# Gi2 100w Mod - Clone!



## drew (7/5/14)

Cloupor is taking the clone game to the next level with a Gi2 100W clone in the works. Check it out!

http://vaporjoe.blogspot.com/2014/05/claim-clouper-says-they-have-cloned-gi2.html

http://vape.en.alibaba.com/product/...00watts_with_OLED_display_screen_gi2_mod.html

Reactions: Like 2


----------



## Darth_V@PER (7/5/14)

Well spotted.... What a MONSTER


----------



## ET (7/5/14)

well now i know what i want for christmass


----------



## RevnLucky7 (8/5/14)

I'm trying to wrap my head around vaping at 100 watts

Reactions: Agree 1


----------



## Gizmo (8/5/14)

This is coming to Vape King thats forsure!

Reactions: Like 4


----------



## Rex_Bael (8/5/14)

Cloupor have since pulled all links. I have not seen an explanation for the links being pulled though.


----------



## Riaz (8/5/14)

shew, this will truely be a monster

quick question, when will one ever need 100W?


----------



## crack2483 (8/5/14)

Riaz said:


> shew, this will truely be a monster
> 
> quick question, when will one ever need 100W?



When will one need low profile exotic sports cars in pothole filled SA? But we be havin them!

Sent from my SM-N9005 using Tapatalk

Reactions: Like 2


----------



## Riaz (8/5/14)

crack2483 said:


> When will one need low profile exotic sports cars in pothole filled SA? But we be havin them!
> 
> Sent from my SM-N9005 using Tapatalk


point taken

Reactions: Like 1


----------



## drew (8/5/14)

Riaz said:


> shew, this will truely be a monster
> 
> quick question, when will one ever need 100W?



For coils like this... LOL. (Image found on reddit)

Reactions: Like 1 | Funny 1


----------



## crack2483 (8/5/14)

drew said:


> For coils like this... LOL. (Image found on reddit)

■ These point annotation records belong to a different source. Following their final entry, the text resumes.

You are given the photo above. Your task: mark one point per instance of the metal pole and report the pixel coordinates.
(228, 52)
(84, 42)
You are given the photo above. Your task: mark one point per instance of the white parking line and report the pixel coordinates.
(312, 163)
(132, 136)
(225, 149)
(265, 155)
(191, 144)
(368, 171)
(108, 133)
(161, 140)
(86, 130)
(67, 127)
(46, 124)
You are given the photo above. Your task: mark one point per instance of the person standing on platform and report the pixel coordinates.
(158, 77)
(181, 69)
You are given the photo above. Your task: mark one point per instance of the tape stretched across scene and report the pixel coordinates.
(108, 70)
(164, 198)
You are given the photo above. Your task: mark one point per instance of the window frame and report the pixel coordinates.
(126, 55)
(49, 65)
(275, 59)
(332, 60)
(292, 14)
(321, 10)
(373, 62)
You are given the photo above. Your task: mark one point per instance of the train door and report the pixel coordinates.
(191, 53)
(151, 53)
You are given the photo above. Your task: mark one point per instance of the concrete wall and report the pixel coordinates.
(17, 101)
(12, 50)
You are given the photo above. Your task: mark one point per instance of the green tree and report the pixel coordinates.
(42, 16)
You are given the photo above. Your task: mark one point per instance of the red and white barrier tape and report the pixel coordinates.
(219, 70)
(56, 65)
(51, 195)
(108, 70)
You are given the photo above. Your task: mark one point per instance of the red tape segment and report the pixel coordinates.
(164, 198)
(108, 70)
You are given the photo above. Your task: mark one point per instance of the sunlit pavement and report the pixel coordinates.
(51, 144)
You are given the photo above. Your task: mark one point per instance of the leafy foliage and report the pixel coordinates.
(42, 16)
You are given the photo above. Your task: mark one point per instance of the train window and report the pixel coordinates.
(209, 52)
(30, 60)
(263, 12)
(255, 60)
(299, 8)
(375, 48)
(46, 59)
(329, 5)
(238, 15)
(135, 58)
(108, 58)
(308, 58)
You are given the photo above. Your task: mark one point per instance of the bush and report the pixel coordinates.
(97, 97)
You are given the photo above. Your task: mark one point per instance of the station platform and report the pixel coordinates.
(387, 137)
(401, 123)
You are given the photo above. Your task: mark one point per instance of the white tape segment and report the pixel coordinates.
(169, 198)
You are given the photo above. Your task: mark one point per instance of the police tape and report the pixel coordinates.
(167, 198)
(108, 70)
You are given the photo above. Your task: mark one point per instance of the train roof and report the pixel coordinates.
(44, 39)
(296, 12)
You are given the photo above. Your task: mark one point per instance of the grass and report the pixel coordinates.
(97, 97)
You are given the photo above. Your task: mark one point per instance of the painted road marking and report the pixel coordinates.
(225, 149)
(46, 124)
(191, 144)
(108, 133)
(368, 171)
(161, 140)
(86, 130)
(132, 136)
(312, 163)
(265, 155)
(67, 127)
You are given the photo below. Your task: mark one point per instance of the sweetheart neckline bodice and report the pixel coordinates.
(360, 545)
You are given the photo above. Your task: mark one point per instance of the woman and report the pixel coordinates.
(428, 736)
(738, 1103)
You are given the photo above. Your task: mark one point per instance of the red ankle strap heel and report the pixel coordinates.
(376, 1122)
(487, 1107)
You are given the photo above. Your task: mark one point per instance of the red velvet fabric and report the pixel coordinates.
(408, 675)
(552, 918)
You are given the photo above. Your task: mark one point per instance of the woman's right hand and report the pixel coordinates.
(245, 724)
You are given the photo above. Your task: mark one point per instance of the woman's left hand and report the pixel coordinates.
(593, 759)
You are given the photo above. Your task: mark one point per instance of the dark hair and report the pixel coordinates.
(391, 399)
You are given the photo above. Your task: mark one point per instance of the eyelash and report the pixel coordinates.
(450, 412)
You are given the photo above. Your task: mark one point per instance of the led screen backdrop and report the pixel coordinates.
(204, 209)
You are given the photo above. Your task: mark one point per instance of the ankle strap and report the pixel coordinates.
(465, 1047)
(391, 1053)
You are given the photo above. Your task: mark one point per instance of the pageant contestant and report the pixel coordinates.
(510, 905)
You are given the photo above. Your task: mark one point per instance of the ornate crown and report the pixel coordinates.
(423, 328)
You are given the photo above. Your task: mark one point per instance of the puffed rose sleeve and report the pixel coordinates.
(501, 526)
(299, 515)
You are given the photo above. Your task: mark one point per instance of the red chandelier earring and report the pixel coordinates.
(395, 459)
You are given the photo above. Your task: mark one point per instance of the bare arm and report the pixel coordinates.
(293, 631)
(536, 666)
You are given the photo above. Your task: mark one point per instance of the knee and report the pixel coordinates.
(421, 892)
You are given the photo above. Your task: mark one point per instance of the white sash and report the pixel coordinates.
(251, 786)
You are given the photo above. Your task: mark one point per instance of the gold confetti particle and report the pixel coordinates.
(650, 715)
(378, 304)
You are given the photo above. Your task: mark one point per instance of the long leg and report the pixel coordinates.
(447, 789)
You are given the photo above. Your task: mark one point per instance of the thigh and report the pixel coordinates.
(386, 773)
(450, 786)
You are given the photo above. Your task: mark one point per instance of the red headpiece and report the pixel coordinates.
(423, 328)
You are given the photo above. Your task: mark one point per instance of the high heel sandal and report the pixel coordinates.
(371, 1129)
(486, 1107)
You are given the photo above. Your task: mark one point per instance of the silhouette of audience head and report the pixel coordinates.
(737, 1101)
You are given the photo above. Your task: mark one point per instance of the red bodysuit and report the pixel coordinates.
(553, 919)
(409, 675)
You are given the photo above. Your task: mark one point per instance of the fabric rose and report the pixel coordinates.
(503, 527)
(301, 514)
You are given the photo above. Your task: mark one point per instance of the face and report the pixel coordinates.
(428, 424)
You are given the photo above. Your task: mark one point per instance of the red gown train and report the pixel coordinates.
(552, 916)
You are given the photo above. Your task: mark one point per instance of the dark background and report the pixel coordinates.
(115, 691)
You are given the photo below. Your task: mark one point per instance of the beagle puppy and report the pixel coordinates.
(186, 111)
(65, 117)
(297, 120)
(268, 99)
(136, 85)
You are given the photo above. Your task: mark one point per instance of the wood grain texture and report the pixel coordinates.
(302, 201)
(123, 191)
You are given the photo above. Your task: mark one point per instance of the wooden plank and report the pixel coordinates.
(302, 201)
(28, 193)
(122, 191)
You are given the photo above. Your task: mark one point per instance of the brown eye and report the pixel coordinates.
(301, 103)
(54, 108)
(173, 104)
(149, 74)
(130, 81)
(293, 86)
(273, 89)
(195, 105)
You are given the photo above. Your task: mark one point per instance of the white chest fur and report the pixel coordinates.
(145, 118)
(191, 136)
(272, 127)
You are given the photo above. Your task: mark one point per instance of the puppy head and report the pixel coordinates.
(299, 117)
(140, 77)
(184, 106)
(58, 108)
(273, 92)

Lol. Is that a shoe lace? 

Sent from my SM-N9005 using Tapatalk


----------



## Riaz (8/5/14)

guys, go easy on the pics

you might just send @Rob Fisher on his way to buy a mod to fit that coil

Reactions: Like 2 | Funny 2


----------



## ET (8/5/14)

figure with 100 watts the challenge is more about finding a wicking material that can handle the juice drain


----------



## drew (9/5/14)

This clone is now confirmed as fake!
http://vaporjoe.blogspot.com/2014/05/uncovering-facts-gi2-zna-clone-claims.html


----------



## eviltoy (9/5/14)

thats a butt ugly mod


----------



## drew (9/5/14)

eviltoy said:


> thats a butt ugly mod



The real thing doesn't look all that bad. Maybe it's nostalgia, reminds me of my first nokia

Reactions: Like 1 | Agree 1


----------



## massvapor (15/1/15)

Who cares. Lol. Original is junk. They ripped all the buyers off and gave a shitty excuse. I would never want this clone, why clone a shitty companies mod? For 100 watts? Cmon there are way better devices out there Imo

Reactions: Agree 2


----------



## Walied (25/1/15)

Hi can any1 tel me whr i can get Zodiac juice 4 wholesale prices


----------



## jtgrey (25/1/15)

Been their . Had one , worked for 3 days then died . Got a replacement , worked for one day then died . I do not even want it for free .


----------